Aujourd’hui, Erevan est une métropole moderne, d’un million deux cent mille habitants et son centre claque d’enseignes de luxe, de restaurants, bars, petites échoppes, marchands de rue. Mais les premières traces de la capitale remontent au huitième siècle av. J C.

Avant Rome! Les terrasses des cafés grouillent d’une jeunesse qui veut croire que l’espoir est désormais permis pour ce pays qui a vécu tant de tragédies. La révolution de velours, menée l’an dernier, n’a-t-elle pas balayé des années de corruption, sans aucune effusion de sang?

Une nation chrétienne

Le monastère de Khor Virap, avec le mythique mont Ararat, qui culmine à 5153 m.

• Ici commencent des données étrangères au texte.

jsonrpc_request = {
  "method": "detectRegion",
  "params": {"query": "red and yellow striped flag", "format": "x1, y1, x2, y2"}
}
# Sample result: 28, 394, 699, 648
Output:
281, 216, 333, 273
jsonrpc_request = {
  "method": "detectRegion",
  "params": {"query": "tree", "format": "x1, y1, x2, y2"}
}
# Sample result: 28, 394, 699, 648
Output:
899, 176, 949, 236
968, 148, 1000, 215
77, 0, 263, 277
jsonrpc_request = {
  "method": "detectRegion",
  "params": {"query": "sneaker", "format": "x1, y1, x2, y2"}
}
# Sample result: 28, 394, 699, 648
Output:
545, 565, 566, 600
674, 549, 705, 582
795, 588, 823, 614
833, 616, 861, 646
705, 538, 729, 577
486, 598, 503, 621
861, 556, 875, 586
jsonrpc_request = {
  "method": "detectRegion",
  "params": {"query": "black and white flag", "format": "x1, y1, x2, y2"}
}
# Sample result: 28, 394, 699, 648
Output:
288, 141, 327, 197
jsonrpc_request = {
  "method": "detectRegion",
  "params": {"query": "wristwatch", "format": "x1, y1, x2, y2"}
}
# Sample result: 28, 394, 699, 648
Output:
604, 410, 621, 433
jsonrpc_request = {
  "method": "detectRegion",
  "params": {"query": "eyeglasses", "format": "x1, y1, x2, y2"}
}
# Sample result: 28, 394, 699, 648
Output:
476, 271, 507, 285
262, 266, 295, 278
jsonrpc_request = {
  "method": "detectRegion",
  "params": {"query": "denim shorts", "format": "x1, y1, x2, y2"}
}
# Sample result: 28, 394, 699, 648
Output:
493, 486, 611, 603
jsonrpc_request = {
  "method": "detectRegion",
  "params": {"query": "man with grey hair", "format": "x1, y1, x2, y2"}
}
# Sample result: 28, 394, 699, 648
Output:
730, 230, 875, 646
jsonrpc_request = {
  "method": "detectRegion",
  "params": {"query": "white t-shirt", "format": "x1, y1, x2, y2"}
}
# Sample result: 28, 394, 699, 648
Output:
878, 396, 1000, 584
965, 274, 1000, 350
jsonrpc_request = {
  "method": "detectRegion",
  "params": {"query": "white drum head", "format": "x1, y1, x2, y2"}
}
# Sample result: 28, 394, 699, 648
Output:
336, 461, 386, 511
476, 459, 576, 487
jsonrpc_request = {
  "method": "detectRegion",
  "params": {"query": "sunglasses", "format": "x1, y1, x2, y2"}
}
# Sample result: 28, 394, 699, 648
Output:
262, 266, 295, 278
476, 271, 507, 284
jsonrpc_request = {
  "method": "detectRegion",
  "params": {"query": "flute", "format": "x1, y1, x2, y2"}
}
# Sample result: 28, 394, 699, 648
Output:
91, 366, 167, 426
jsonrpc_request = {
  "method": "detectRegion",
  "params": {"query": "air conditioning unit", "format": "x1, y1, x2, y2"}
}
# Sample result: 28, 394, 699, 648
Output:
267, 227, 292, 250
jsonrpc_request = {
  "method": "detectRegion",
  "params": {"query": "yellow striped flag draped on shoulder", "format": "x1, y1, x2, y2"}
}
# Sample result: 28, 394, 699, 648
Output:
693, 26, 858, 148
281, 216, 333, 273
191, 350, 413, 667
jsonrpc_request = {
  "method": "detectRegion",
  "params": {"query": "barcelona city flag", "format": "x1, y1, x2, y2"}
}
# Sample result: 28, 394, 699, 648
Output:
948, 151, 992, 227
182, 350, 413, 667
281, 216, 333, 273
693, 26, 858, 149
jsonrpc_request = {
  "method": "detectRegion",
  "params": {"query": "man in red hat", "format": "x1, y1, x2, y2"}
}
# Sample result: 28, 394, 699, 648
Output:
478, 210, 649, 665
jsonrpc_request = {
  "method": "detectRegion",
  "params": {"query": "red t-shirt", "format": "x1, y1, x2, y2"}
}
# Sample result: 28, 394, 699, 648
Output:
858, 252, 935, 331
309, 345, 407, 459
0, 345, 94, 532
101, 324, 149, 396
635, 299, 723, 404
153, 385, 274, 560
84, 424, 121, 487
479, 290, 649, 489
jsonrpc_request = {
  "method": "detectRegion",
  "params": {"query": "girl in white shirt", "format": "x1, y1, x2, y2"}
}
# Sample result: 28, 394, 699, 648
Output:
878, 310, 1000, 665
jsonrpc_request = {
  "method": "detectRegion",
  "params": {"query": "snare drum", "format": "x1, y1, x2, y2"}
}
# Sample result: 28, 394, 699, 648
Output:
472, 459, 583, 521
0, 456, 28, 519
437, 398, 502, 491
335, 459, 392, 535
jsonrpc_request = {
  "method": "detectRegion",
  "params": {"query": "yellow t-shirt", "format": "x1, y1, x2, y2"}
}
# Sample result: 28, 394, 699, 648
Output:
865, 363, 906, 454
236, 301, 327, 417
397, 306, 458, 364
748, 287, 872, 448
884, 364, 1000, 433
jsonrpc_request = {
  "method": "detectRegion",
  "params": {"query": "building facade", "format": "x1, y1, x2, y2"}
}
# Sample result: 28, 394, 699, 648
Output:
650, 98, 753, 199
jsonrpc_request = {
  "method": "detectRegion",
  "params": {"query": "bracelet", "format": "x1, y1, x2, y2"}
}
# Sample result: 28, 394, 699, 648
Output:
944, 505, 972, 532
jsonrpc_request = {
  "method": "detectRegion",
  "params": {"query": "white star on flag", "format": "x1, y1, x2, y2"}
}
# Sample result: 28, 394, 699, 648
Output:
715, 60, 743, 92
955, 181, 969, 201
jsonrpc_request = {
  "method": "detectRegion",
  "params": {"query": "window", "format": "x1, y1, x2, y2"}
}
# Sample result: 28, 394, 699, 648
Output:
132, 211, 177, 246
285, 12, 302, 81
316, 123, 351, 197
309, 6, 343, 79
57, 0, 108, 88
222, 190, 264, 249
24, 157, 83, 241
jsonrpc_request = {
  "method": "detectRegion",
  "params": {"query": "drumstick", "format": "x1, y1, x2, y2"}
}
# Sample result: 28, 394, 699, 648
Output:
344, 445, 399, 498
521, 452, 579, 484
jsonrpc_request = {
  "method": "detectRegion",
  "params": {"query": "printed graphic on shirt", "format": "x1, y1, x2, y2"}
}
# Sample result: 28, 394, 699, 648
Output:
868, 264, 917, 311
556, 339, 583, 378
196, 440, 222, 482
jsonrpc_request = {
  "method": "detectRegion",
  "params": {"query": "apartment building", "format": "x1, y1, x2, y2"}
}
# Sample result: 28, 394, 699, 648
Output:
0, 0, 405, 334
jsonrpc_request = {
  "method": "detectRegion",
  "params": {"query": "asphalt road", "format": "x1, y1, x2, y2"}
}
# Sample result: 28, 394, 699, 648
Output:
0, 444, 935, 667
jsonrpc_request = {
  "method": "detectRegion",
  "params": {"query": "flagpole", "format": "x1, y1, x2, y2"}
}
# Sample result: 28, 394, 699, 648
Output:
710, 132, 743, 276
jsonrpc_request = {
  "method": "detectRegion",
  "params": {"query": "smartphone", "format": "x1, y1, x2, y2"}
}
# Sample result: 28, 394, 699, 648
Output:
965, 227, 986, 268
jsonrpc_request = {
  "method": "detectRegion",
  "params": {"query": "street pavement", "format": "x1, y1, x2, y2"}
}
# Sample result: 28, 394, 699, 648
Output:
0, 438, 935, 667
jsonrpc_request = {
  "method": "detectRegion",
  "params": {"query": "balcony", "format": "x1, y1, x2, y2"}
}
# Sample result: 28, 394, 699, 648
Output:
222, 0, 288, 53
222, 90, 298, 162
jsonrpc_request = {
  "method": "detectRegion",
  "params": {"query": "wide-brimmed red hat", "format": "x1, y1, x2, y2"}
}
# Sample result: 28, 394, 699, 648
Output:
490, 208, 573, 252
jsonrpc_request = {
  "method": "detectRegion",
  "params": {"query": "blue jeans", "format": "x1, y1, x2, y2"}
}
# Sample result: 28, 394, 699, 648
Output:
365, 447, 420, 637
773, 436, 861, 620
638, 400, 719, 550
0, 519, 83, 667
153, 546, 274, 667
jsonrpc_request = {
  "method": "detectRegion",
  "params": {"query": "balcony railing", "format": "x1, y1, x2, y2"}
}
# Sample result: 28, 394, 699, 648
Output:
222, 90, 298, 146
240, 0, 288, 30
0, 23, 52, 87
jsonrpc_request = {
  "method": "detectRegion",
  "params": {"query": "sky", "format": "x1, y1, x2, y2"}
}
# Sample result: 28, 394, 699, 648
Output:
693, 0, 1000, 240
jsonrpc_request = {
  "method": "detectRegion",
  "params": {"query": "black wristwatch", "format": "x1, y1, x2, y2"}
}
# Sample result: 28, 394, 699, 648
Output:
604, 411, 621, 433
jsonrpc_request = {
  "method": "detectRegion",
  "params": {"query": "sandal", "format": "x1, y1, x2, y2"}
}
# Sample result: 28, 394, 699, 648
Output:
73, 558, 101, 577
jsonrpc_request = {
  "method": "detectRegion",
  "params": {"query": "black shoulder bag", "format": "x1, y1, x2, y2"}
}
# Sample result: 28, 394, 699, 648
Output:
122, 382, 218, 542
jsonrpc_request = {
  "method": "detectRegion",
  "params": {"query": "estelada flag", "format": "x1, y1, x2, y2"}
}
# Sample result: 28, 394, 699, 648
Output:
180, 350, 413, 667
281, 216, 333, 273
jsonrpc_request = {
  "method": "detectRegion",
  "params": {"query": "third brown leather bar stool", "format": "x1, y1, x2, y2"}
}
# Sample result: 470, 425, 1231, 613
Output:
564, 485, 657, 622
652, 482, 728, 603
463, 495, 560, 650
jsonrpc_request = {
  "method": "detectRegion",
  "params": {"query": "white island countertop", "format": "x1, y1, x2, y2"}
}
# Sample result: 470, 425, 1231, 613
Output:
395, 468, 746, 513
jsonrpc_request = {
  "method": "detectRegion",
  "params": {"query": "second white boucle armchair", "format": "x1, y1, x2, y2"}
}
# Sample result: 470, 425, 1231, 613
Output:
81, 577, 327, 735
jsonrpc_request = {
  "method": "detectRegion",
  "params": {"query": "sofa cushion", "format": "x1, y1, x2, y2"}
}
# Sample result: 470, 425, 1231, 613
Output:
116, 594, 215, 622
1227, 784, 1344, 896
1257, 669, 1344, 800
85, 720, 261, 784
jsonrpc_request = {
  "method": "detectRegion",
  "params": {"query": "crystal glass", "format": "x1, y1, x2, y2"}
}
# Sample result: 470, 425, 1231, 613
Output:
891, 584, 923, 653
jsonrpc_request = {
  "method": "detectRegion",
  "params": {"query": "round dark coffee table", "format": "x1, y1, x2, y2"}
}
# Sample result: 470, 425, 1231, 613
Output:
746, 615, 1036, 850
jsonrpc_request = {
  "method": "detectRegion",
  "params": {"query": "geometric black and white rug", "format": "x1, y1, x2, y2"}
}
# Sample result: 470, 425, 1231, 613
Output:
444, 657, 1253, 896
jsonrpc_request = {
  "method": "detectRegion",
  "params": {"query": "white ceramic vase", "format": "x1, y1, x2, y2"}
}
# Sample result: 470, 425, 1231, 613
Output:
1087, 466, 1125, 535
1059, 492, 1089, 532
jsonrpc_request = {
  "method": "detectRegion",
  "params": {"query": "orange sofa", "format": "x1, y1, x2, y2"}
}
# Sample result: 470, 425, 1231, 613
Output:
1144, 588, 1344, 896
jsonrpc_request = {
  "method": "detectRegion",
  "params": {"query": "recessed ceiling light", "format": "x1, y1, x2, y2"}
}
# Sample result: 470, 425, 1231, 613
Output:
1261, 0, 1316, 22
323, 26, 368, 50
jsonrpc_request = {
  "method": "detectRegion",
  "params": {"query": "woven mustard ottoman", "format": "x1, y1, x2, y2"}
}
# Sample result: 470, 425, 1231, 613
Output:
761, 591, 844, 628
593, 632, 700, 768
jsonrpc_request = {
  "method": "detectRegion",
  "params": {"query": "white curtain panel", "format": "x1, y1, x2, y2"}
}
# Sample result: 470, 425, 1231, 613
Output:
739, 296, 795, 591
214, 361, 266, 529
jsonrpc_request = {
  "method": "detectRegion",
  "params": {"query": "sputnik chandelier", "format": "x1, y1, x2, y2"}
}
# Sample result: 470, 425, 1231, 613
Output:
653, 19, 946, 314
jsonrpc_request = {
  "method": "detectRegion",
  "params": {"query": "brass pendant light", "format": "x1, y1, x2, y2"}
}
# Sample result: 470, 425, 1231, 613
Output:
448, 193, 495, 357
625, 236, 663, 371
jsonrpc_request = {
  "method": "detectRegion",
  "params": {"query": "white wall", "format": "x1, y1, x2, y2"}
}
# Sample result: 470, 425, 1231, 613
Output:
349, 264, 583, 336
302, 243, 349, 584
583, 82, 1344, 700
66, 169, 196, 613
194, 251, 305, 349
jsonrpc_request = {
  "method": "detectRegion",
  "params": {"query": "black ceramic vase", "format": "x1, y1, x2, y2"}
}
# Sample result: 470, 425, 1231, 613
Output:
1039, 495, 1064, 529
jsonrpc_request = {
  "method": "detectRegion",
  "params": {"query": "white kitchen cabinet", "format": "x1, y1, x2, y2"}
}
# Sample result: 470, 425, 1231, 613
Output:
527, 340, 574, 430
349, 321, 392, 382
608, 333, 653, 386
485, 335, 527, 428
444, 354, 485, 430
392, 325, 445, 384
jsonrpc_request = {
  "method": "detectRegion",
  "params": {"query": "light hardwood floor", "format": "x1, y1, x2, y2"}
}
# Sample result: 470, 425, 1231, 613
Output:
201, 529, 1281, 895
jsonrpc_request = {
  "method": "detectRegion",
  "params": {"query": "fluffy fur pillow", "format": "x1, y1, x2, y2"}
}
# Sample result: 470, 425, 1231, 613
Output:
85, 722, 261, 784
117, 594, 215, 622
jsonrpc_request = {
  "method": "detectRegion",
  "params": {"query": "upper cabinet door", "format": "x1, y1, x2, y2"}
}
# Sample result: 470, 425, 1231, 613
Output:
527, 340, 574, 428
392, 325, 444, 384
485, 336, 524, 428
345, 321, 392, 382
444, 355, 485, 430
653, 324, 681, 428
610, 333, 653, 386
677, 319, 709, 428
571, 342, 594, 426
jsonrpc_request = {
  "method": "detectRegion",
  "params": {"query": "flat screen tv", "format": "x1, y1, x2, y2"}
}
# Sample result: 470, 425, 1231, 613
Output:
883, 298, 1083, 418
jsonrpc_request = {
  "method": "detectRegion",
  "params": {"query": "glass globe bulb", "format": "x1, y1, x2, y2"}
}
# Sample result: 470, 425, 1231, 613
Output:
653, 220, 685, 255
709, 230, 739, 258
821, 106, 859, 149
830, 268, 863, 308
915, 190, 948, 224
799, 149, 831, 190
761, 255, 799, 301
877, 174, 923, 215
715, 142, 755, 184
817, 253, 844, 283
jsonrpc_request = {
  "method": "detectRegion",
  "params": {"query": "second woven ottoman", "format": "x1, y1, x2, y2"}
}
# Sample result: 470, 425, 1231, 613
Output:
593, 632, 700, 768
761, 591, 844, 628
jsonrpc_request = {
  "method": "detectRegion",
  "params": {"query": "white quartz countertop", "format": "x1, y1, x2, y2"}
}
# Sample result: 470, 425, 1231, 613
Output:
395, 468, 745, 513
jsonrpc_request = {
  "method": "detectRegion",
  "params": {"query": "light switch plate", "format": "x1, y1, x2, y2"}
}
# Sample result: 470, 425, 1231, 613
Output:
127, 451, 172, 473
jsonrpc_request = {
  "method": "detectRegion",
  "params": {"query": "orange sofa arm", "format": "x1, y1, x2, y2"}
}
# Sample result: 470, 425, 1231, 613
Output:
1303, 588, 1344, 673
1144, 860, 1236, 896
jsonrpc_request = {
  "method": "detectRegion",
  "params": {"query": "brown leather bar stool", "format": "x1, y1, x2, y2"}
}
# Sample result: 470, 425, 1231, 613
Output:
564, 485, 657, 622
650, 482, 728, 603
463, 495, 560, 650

En quittant la capitale, pour emprunter la route de l’opulente plainede l’Ararat, où poussent en abondance légumes, abricots et grenades, c’est le monastère de Khor Virap qui surgit au détour d’une colline.

C’est là que Saint Grégoire l’Illuminateur fut emprisonné, avant de faire de l’Arménie la première nation chrétienne au monde. Tout rappelle les liens sacrés de ce pays avec son Dieu. Les fidèles fréquentent quotidiennement les innombrables églises illuminées de bougies et les prières aident sans doute à surmonter les défis que doivent encore affronter les villages de province. La Genèse raconte que c’est sur la montagne mythique du mont Ararat que l’arche de Noé échoua après le déluge. Au sud du pays, le monastère de Tatev se visite en empruntant le plus long téléphérique du monde, construit par une entreprise suisse, dans un décor époustouflant. Au 10e siècle, on y surveillait l’arrivée des envahisseurs arabes.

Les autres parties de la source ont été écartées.